In Illinois, housing activists advocated for a “rent strike” against large apartment rental companies in Chicago’s Hyde Park neighborhood earlier this month.

In recent months, the already concerning scarcity of affordable housing in the U.S. escalated into a true emergency. With the COVID-19 pandemic causing unprecedented unemployment rates, millions are scrambling to pay for housing and basic necessities. Federal and state governments are instituted relief programs, but Chicago aldermen and housing advocates are demanding better long-term solutions to the current crisis. In Illinois, for example, housing activists advocated for a “rent strike” against large apartment rental companies in Chicago’s Hyde Park neighborhood earlier this month.

On Tuesday, Governor J.B. Pritzker of Illinois announced that he would extend the ban on evictions in his state past Friday, the day when his most recent stay-at-home order is expected to expire.

Yet with the June rapidly approaching, Illinoians are likely going to miss their third monthly rent payment on Monday due to the COVID-19 outbreak. What’s certainly not helping is an all-time high unemployment rate of 16.4% that highlights the economic havoc this pandemic has wreaked.

Although thousands of the state’s residents placed their hope on the COVID-19 Emergency and Economic Recovery Renter and Homeowner Protection Act, a rent relief measure backed by progressive Democrats, the bill failed to advance in the Illinois House. The bill, as previously introduced by Chicago Democrat Rep. Delia Ramirez last Friday, prompted to cancel rent debt and suspend mortgage payments for those enduring plights related to the pandemic.

As Ramirez stated during a live-streamed press conference on Tuesday, “We have to make housing an absolute top priority during this special session in Springfield. If we want our families to be able to get through this pandemic, they have to have a roof over their heads and not have to decide if they’re going to purchase food — or pay rent.”

In detail, the proposed measures meant to cancel rent debt for tenants either physically or financially impacted by the virus, protect residents from being fined and reported for missing payments, and suspend mortgage payments for landlords and homeowners with a 180-day forbearance on taxes, insurance, and association fees. Under this plan, there will also be a residential housing relief fund that would compensate landlords and mortgage lenders. During a time when housing becomes an utmost priority, the bill planned to halt foreclosures and eviction filings.

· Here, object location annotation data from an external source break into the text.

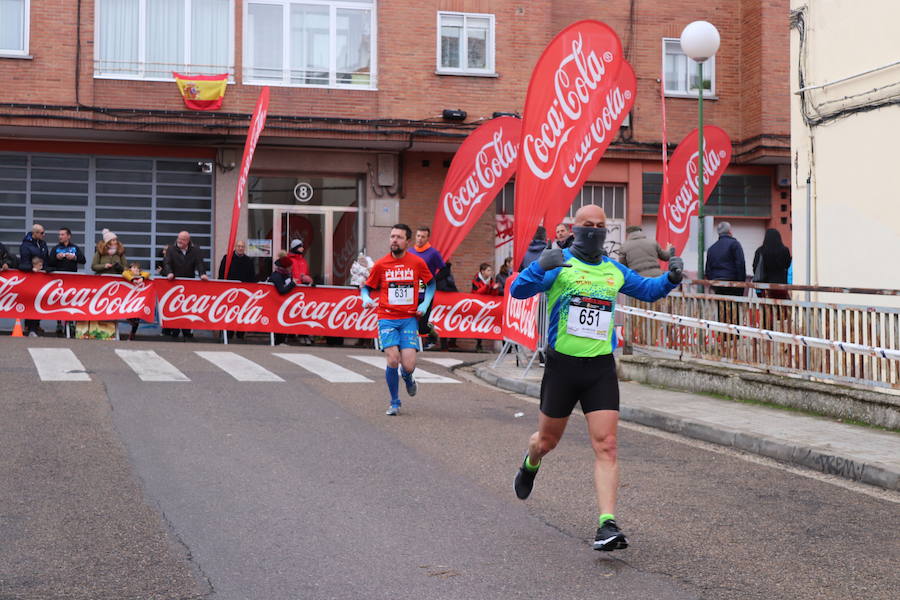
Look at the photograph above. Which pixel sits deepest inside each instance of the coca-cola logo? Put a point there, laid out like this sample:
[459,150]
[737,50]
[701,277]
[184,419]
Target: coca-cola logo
[575,82]
[521,315]
[231,306]
[8,297]
[687,198]
[492,159]
[347,313]
[113,298]
[468,315]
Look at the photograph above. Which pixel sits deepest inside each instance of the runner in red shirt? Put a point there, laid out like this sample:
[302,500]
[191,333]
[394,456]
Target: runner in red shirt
[397,276]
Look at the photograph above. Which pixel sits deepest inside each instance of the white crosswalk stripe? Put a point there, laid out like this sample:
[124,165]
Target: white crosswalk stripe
[242,369]
[58,364]
[444,362]
[421,375]
[150,366]
[325,369]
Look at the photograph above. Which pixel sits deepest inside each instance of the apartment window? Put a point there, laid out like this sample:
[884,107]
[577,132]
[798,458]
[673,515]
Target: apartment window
[310,43]
[148,39]
[14,27]
[465,44]
[681,72]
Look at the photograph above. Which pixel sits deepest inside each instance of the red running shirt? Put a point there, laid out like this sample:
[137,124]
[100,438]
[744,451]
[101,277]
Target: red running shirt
[397,280]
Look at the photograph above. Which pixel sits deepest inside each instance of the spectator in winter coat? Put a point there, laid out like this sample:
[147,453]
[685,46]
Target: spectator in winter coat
[66,256]
[483,282]
[505,272]
[725,261]
[537,245]
[283,280]
[7,260]
[772,259]
[183,260]
[641,254]
[109,256]
[435,262]
[299,266]
[359,270]
[33,244]
[241,268]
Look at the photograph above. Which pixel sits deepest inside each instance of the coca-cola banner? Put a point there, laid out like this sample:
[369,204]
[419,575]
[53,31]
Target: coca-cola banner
[520,318]
[675,211]
[335,312]
[481,167]
[569,115]
[71,297]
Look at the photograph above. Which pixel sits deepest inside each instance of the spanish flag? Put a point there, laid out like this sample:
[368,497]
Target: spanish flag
[202,92]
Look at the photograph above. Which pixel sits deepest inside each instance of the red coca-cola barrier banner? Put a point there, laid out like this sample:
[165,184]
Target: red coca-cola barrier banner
[571,114]
[481,167]
[70,297]
[683,193]
[520,318]
[335,312]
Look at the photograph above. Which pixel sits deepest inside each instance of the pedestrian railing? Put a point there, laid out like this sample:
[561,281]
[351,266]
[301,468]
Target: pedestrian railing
[826,341]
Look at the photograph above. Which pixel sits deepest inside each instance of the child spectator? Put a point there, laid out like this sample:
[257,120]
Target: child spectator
[37,265]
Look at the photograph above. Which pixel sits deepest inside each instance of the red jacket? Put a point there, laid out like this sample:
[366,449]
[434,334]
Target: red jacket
[488,289]
[299,268]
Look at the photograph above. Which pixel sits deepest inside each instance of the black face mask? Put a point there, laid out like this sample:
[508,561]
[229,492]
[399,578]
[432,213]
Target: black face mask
[588,244]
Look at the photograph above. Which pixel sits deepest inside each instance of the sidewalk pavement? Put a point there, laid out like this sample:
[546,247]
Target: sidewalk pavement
[855,452]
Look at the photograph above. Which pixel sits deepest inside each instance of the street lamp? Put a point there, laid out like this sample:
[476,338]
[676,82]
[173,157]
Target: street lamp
[700,41]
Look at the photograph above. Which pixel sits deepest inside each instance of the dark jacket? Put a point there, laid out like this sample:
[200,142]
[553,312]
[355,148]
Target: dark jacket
[775,263]
[641,254]
[241,269]
[444,281]
[10,260]
[66,264]
[534,251]
[184,264]
[725,260]
[283,283]
[29,249]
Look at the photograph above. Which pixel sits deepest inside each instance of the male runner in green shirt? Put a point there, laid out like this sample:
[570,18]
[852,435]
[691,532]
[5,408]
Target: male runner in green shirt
[581,286]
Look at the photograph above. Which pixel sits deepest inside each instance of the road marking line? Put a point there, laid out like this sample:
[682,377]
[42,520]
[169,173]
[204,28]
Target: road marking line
[325,369]
[239,367]
[444,362]
[150,366]
[421,375]
[58,364]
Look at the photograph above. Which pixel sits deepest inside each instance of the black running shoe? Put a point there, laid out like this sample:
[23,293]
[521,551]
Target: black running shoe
[524,481]
[609,537]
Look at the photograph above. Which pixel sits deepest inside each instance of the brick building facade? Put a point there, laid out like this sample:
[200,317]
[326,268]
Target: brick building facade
[94,134]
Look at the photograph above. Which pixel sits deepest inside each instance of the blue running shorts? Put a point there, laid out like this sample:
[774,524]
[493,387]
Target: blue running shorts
[399,332]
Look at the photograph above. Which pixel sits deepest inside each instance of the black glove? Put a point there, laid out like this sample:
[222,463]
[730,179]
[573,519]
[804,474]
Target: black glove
[551,258]
[676,269]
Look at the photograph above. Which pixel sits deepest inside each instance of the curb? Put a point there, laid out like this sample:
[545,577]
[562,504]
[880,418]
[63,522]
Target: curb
[811,458]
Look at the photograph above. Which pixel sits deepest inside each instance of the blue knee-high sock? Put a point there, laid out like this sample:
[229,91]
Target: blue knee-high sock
[393,380]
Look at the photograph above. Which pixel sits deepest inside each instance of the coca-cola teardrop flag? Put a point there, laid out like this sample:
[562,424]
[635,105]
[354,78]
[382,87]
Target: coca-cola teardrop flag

To many’s dismay, this bill failed to come to fruition. As Ramirez said herself, “That was painful for all of us.”

Despite previously having placed a moratorium on evictions statewide since the imposition of the stay-at-home order in mid-March, Governor Pritzker must comply with the state ban on rent regulation under the 1997 Rent Control Preemption Act. This prevents local leaders from approving rent relief unless this bill is able to overturn the ban.

Even though Ramirez sought to reach a compromise with the bill’s opponents such as by reducing the moratorium on rent and mortgage payments to a 60-day span and dropped a halt on rent collection, she wasn’t able to convince her fellow lawmakers. Instead, she was able to increase a state relief fund for tenants and landlords by nearly 90%.

In the present predicament, landlords and tenants, who are unable to pay their respective mortgages and rents, can apply for a portion of the $396 million funds distributed by the Illinois Housing Development Authority. Eligible recipients of the aid have to earn less than 50% of the area’s median income and justify that they have indeed suffered economic hindrance due to this pandemic.

This is what Pritzker saw as an attempt to “find a middle ground here so that neither side is suffering the terrible effects of being evicted or not having any income at all.”

That said, this pandemic is such an enigmatic event that we’ve only begun to witness some of its ripple effects. Experts opposing rent cancellation are concerned with the shortage of state and local government taxes, which were meant to patronize schools, libraries, and other public infrastructures. No one is saying rent forgiveness is an easy choice to make. But at a time when unprivileged families have to make a decision of either paying for the bread or for the roof, politicians, not just from Illinois but from all of the US, have important decisions to make.